Estratégias de segurança precisam
conhecer e levar em consideração o grau de concentração ou dispersão dos
fenômenos. Este grau de concentração maior ou menor pode ser vantajoso ou
desvantajoso e oferecer riscos ou oportunidades maiores ou menores.
Explicando o raciocínio abstrato.
Há muito se sabe que vários fenômenos criminais se manifestam de maneira
concentrada: uma pequena quantidade de locais apresenta uma concentração enorme
de crimes (hot spots), alguns dias e horários apresentam uma concentração
desproporcional de crimes (hot times), alguns poucos criminosos bastante
produtivos são responsáveis por uma quantidade grande de crimes e assim por
diante.
Estas concentrações seguem a
distribuição de Pareto e do ponto de vista da estratégia de policiamento
oferecem vantagens e oportunidades. Não preciso alocar meus recursos policiais
limitados em todos os locais e horários e posso otimizar o seu uso alocando
para as ruas e horários de maior incidência. Posso focar a investigação num
grupo menor de criminosos muito produtivos, na impossibilidade de investigar a
todos. Sim, é verdade que nem todos os locais serão policiados igualmente e nem
todos os crimes investigados igualmente. Num contexto de escassez de recursos,
contudo, esta é a estratégia maximizadora ou a que mais reduz a criminalidade.

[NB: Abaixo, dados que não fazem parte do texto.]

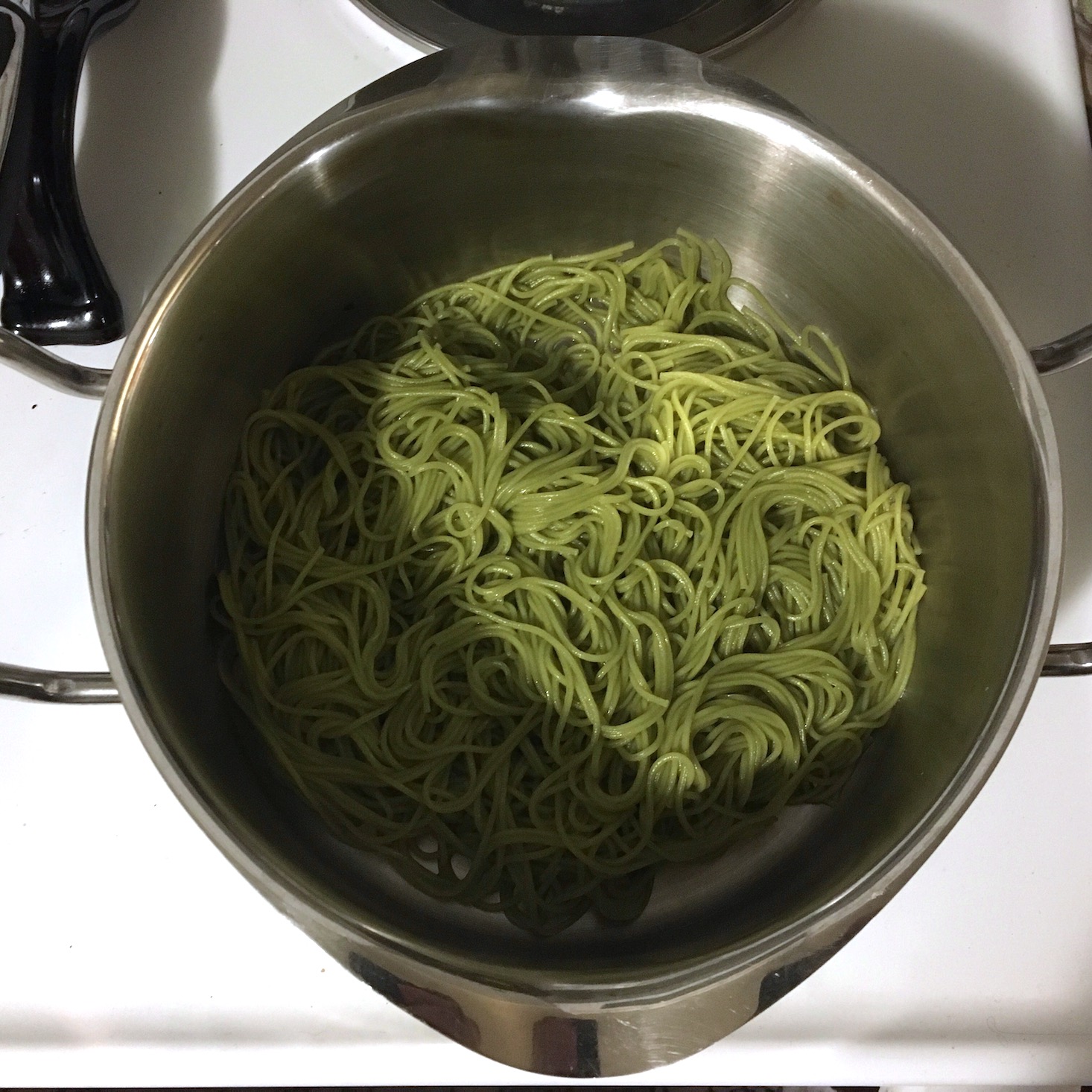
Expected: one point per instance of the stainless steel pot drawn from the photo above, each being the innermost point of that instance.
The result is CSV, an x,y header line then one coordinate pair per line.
x,y
457,163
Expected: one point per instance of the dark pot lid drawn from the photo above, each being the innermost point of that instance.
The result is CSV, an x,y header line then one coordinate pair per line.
x,y
700,25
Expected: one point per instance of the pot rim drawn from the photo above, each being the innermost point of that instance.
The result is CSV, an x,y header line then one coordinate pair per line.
x,y
720,95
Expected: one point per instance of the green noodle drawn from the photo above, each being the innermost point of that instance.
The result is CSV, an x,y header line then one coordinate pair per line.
x,y
566,571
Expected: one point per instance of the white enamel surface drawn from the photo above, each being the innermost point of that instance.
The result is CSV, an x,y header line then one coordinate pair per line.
x,y
133,953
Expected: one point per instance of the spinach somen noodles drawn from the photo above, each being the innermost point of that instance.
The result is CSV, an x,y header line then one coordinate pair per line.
x,y
565,571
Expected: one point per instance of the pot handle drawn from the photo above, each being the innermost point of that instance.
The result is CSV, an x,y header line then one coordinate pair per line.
x,y
1057,356
20,57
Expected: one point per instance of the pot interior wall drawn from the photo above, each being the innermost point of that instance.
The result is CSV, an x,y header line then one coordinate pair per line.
x,y
396,204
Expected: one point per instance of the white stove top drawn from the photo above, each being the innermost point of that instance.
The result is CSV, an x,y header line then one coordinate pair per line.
x,y
133,953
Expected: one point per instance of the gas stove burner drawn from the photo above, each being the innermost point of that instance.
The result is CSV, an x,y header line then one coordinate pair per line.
x,y
700,25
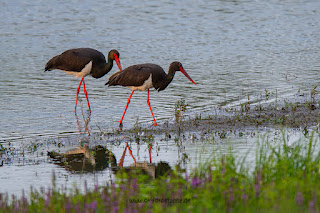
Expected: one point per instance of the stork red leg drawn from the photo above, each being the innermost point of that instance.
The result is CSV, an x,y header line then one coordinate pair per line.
x,y
155,123
150,147
120,122
85,92
75,108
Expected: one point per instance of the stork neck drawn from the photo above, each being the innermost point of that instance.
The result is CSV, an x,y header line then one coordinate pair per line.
x,y
109,65
170,75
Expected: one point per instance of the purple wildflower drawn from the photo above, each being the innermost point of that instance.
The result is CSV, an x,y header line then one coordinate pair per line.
x,y
115,209
244,196
299,198
196,181
257,189
47,200
134,183
67,206
186,176
312,205
16,207
93,205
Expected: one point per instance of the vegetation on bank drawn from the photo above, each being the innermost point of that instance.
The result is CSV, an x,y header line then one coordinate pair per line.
x,y
285,178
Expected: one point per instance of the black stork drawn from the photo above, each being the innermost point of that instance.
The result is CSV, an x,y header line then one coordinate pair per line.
x,y
81,62
143,77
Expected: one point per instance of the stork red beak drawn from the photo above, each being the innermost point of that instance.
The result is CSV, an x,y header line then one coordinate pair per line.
x,y
116,58
186,74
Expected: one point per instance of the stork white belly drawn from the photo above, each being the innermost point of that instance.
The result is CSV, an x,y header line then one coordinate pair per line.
x,y
146,85
84,72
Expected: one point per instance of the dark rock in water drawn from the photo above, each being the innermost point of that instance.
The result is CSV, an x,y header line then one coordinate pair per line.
x,y
83,159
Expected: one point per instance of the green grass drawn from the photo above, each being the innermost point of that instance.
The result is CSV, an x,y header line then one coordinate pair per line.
x,y
285,178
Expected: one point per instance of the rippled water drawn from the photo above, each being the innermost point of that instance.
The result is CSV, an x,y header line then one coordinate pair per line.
x,y
232,49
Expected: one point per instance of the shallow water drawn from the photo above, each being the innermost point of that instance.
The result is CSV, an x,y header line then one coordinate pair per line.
x,y
232,50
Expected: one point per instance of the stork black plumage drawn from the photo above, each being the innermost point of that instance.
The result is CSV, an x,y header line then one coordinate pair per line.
x,y
81,62
143,77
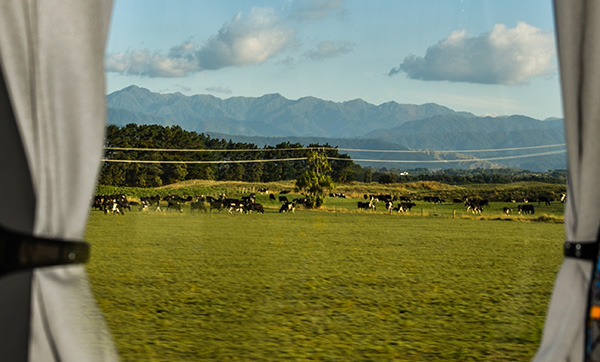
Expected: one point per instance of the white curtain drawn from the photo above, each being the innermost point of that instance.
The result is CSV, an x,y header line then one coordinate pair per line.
x,y
578,37
51,57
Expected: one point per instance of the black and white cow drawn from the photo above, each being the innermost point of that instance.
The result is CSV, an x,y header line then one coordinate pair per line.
x,y
526,209
366,205
287,207
198,205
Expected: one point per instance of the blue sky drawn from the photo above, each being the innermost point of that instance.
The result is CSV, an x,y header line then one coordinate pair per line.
x,y
482,56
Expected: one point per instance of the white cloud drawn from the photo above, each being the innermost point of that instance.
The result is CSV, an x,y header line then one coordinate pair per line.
x,y
246,40
219,89
314,9
146,63
329,49
502,56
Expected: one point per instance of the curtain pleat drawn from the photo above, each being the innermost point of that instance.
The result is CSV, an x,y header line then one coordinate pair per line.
x,y
578,39
51,56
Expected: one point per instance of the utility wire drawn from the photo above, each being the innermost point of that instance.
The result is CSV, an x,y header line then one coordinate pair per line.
x,y
343,159
325,149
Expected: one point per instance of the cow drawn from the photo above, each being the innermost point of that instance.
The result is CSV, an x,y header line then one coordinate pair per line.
x,y
175,204
216,204
405,206
198,205
249,199
299,201
433,199
234,205
366,205
474,206
287,207
255,207
526,209
545,199
115,204
389,205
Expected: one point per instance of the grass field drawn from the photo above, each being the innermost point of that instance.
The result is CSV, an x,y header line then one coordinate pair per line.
x,y
333,285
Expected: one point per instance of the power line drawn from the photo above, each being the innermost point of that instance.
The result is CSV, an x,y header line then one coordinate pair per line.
x,y
541,154
453,161
455,151
208,162
327,149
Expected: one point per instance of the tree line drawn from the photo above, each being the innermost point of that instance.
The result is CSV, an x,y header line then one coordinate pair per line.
x,y
221,155
222,169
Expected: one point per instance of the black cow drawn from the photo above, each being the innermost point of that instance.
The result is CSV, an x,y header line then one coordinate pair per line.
x,y
255,207
366,205
198,205
175,204
405,206
526,209
287,207
545,199
216,204
474,206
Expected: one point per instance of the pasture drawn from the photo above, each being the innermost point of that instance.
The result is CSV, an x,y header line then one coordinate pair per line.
x,y
436,284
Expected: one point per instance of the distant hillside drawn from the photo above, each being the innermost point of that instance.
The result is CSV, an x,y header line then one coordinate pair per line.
x,y
356,124
269,115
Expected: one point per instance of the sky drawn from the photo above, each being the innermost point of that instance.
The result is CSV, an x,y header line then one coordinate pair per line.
x,y
488,57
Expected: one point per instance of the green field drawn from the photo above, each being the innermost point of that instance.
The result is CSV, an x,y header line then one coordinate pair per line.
x,y
334,285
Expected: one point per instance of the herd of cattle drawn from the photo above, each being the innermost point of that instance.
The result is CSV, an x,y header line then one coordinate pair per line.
x,y
119,203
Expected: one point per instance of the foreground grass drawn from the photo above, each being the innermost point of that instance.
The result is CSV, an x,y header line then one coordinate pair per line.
x,y
318,286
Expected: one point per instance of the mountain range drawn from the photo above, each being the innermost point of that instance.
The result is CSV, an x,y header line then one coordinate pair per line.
x,y
355,124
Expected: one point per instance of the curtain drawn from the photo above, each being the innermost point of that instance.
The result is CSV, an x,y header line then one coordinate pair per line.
x,y
578,39
52,104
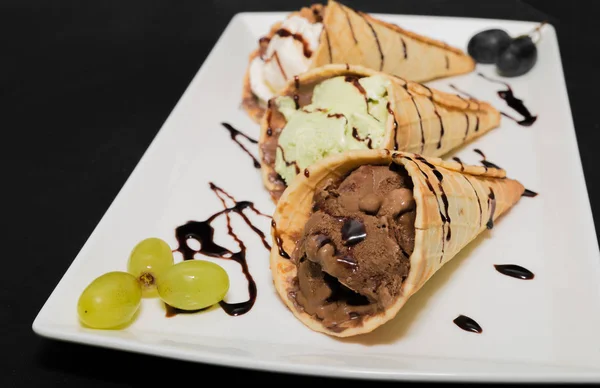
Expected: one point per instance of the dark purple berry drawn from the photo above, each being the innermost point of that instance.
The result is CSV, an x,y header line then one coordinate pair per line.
x,y
486,46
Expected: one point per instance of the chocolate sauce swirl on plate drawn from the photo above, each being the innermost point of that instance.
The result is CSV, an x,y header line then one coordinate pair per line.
x,y
515,271
204,233
234,133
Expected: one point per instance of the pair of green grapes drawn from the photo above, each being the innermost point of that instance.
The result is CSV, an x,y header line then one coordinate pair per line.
x,y
112,300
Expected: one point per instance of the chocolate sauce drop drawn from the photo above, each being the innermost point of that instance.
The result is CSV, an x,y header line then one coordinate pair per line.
x,y
284,33
353,231
492,205
367,139
292,163
234,133
279,242
515,271
468,324
513,102
203,232
529,193
376,40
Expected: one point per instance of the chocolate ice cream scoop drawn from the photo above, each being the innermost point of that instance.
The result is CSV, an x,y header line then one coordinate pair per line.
x,y
354,253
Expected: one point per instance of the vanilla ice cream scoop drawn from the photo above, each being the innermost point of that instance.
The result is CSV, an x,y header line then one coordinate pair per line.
x,y
288,53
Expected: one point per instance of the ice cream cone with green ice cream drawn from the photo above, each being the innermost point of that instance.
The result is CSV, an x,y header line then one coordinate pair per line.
x,y
339,108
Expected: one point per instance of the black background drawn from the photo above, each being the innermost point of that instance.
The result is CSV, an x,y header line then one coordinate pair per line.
x,y
86,85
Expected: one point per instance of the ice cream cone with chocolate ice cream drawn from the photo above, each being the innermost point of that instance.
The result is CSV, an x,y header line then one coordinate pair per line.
x,y
363,231
320,35
337,108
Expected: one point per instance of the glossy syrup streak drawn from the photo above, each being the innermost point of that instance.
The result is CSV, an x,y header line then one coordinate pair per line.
x,y
513,102
234,133
284,33
390,111
439,117
529,193
515,271
278,241
203,232
350,25
430,187
492,206
468,324
487,164
292,163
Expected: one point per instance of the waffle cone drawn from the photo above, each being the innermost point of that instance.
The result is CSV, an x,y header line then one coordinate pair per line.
x,y
470,208
356,38
424,121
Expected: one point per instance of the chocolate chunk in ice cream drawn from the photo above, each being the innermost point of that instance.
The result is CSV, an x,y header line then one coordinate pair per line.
x,y
354,253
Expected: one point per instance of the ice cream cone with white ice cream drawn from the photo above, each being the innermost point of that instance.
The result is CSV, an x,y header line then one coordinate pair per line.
x,y
320,35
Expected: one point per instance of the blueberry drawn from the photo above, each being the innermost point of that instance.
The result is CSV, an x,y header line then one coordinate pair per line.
x,y
518,58
486,46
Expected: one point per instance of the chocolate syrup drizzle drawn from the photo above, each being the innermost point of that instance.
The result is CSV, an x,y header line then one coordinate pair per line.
x,y
513,102
376,40
478,200
419,115
492,205
515,271
284,33
487,164
468,324
438,115
292,163
390,111
529,193
328,44
203,232
440,178
279,242
234,134
430,187
350,25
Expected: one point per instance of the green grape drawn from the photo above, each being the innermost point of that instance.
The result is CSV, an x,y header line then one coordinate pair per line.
x,y
147,261
110,301
193,285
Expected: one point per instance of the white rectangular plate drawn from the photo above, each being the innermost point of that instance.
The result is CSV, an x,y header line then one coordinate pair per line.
x,y
545,329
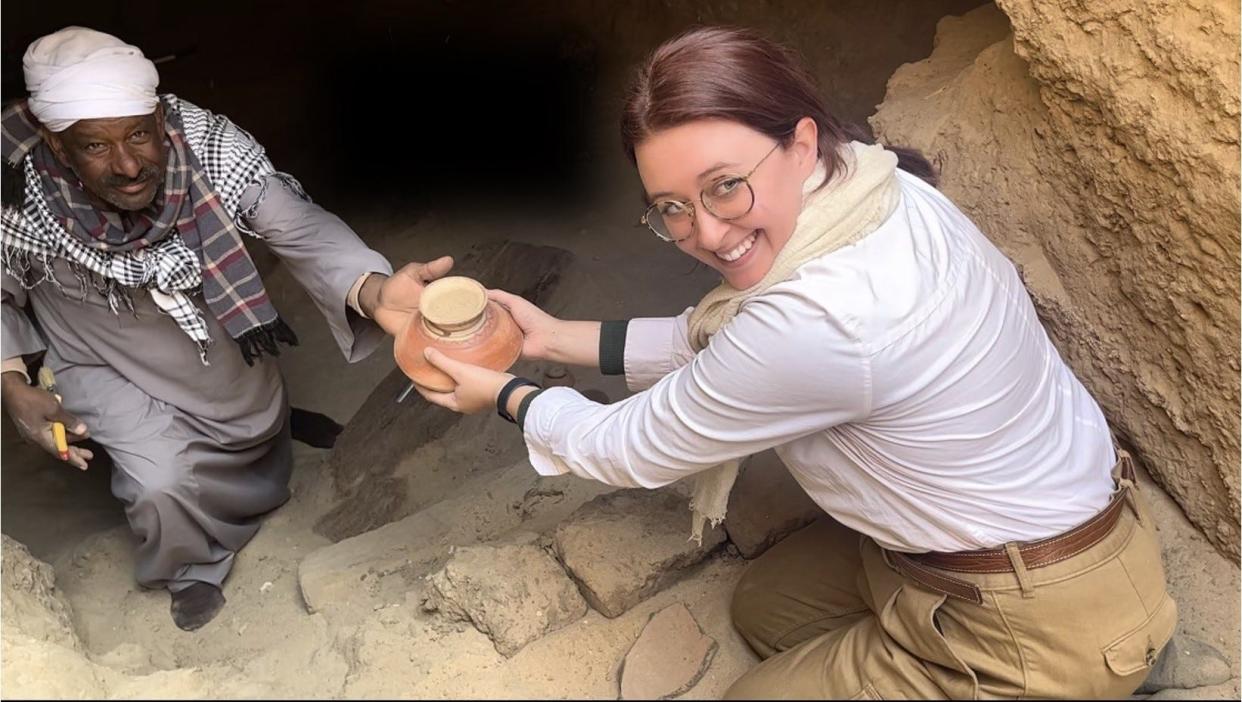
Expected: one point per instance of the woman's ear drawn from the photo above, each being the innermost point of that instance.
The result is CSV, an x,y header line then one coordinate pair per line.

Ao contrário do ditado popular, nestas situações vale a pena apostar uma grande
quantidade de fichas num único cavalo.
Por outro lado, os fenômenos do
aumento dos preços dos combustíveis e da consequente greve dos caminhoneiros
ilustram que “concentrações” podem também ser perigosas para a segurança
nacional. Nestas situações “monopolistas”, a estratégia recomendada é reduzir o
risco através da dispersão. Este raciocínio é válido para diversos contextos:
uma empresa que depende de um único ou poucos clientes é muito mais exposta ao
risco do que outra que conta com clientes pulverizados. Investir num único
ativo financeiro é muito mais arriscado do que investir numa carteira
diversificada. A Arpanet, antecessora da internet, foi uma rede de origem
militar concebida de forma espalhada por diversos hubs e por pacotes de dados,
para evitar a interrupção da comunicação em caso de ataque. Um pais com uma
pauta limitada de exportações é muito mais afetado por uma crise setorial.
A crise de maio (ou caminhonaço)
não teria sido tão aguda se nossa matriz energética não dependesse tanto dos
combustíveis fósseis ou se o transporte de mercadorias não dependesse tanto de
caminhões e rodovias. Esta dependência ou concentração tem impactos muito mais
acentuados na economia e na sociedade no caso de choques como a alta
internacional do dólar ou do barril de petróleo ou de uma greve nos transportes.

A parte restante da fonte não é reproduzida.